Ironia della sorte, fuggito dalle bestie fasciste dell’isis, viene ucciso dalle bestie fasciste indigene: bianche, poco “ariane” ma ben inserite nel contesto sociale della città.
La notizia viene fatta trapelare il giorno successivo, per decisione della struttura in cui la coppia era ospitata, della prefettura e del commissariato, questo per evitare rivolte degli altri richiedenti asilo.

Gli assassini sono in due e sono a piede libero:

Uno dei due è legato a doppio filo con l’estrema destra, lo ricordiamo in prima fila al tentativo di comizio di Matteo Salvini a Porto San Giorgio, lo conosciamo anche come personaggio tollerato negli ambienti della curva fermana. Si sa come vanno le cose oggi, due braccia forti e una voce in più per un coro, fanno sempre comodo, non importa se sei nazista, questa non è più una pregiudiziale, almeno nell’ambiente fermano dello stadio di oggi. La narrazione lo vuole anche sotto il palco lo scorso anno, esultante per l’elezione dell’attuale giunta fermana: in quell’occasione esultarono un pò tutti, sia a destra, sia a sinistra, ma questa è un’altra storia. Dell’altro personaggio nulla si sa, su Fermo in queste ore è scesa una cappa densa di omertà , non ci sono testimoni alle 14,30 in pieno centro.

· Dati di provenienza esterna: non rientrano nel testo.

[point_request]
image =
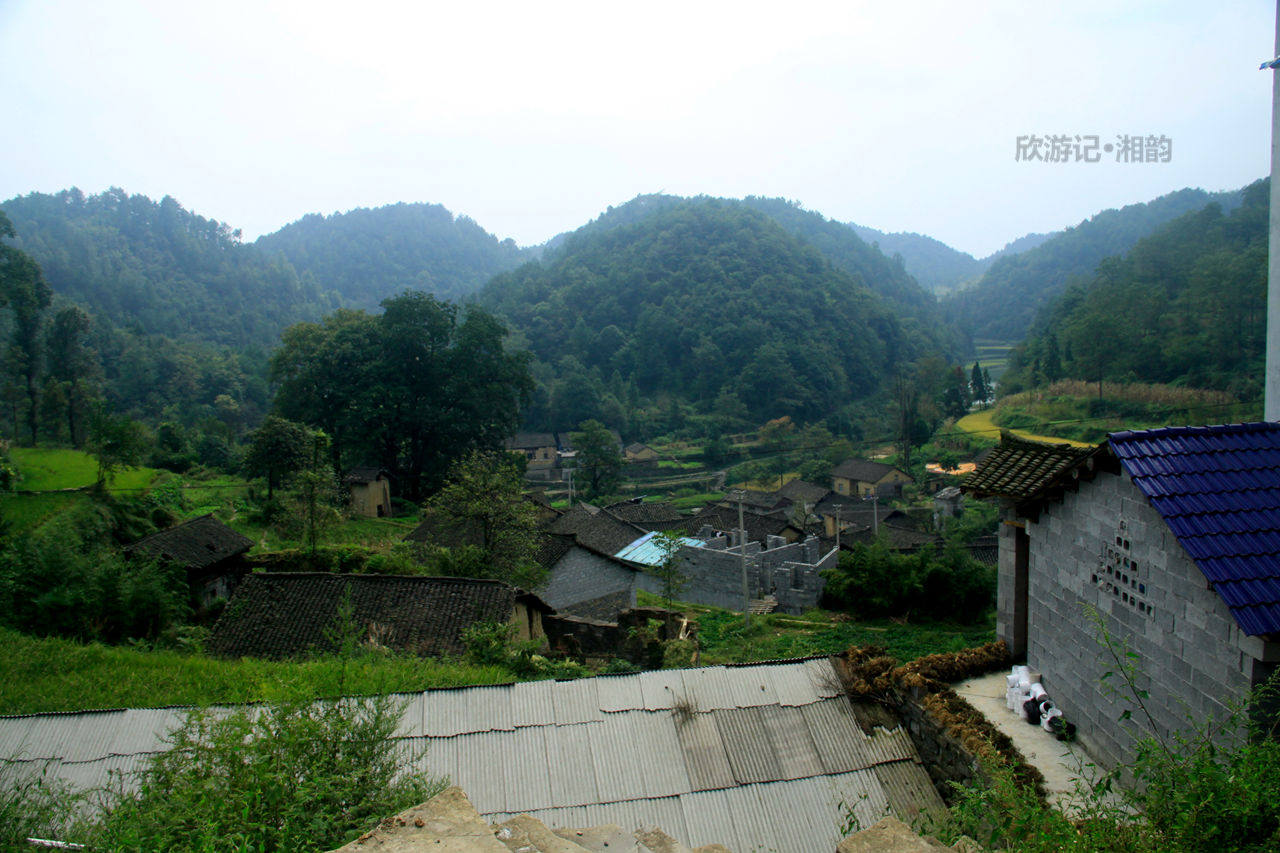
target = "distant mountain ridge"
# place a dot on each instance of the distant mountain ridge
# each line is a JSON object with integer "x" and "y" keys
{"x": 368, "y": 255}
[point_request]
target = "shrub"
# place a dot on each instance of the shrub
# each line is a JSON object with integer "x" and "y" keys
{"x": 287, "y": 776}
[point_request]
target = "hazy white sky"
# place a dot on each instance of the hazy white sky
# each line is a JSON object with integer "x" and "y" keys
{"x": 531, "y": 118}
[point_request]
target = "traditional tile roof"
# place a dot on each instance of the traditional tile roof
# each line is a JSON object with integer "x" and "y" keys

Quindi i due fenomeni in questione sono tutt’ora incredibilmente a piede libero. Stranezze e barbarie della tranquilla e pacata provincia.
I neofascisti fermani:
L’ambiente neofascista fermano è relativamente giovane, ma perfettamente integrato nel tessuto sociale della città: c’è una sede studentesca a Fermo e forti legami con Ascoli, un manipolo di “bravi” ragazzi utili all’ipocrisia di chi ora si sveglia di colpo e dice che “qui”, queste cose non devono accadere e anzi, non sono mai accadute. Ne siamo sicuri?
Non serve un libro di storia per ricordare Kadar a cui fu spaccata la testa dopo essere stato apostrofato come “sporco negro”, sempre a Fermo e da un gruppo di ultrà; e come dimenticare Mustafà e Avdyl, che furono uccisi dal proprio datore di lavoro, imprenditore fermano, per aver preteso la paga che gli spettava. Senza contare le intimidazioni ai danni di studenti e militanti passate in sordina come ragazzate, mezze risse o come dice oggi il sindaco di Fermo: “frizioni, tensioni e umori tra fazioni che nella nostra città non esistono”.
L’omicidio del 5 Luglio, rappresenta il prodotto di questo atteggiamento di tolleranza verso la xenofobia, uno stomachevole perbenismo verso il razzismo, che ormai non è più il cuore pulsante solo delle zone periferiche metropolitane o dei grandi agglomerati urbani, ora tutto questo appartiene anche alla nostra tranquilla provincia, ora sono qui.
Ma ci siamo anche noi, che lottiamo per restare umani.